Being 'The Compiler': AES-128 Cipher for 8051, Assembly Implementation

CPallini

5.00/5 (6 votes)

Nov 12, 2019

CPOL

8 min read

10660

494

An assembly implementation of the AES-128 cipher algorithm for the 8051 microcontroller

Code successfully executed

Picture 0: Code successful execution in the MCU 8051 IDE Simulator

Introduction

This article describes my implementation of the AES-128 encryption algorithm, using the assembly language of the 8051 microcontroller.

Background

Recently (don't ask me why), I became interested in the 8051 microcontroller.

As you probably already know, the 8051 is a CISC, 8 bit MCU, with scarce memory resources (128 bytes of internal RAM! See the dedicated Wikipedia page[^] for details).

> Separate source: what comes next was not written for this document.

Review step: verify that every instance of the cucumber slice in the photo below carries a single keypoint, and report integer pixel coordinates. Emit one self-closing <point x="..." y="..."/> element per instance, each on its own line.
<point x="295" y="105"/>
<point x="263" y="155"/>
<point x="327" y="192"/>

I implemented the AES-128 cipher algorithm in order to get acquainted with its instruction set and 'feel the thrill' of the CISC (I am used to RISC devices).

The following documents were my background and could be as well yours.

This is the AES algorithm description. It is very very (very!) well written: I suggest everyone have a look at this fine piece of documentation.

This is 'The Reference' for programming with 8051 assembly. You may find its PDF available on the web (I don't provide a link, because I was not able to find its official repository).

FIPS 197, Advanced Encryption Standard (AES) - NIST Page
(Intel) MCS@51 MICROCONTROLLER FAMILY USER’S MANUAL

Additionally, I have used the MCU 8051 IDE (see MCU 8051 IDE - Wikipedia[^]) for editing, compiling (that is, produce machine code from assembly one) and running the code (via the included simulator).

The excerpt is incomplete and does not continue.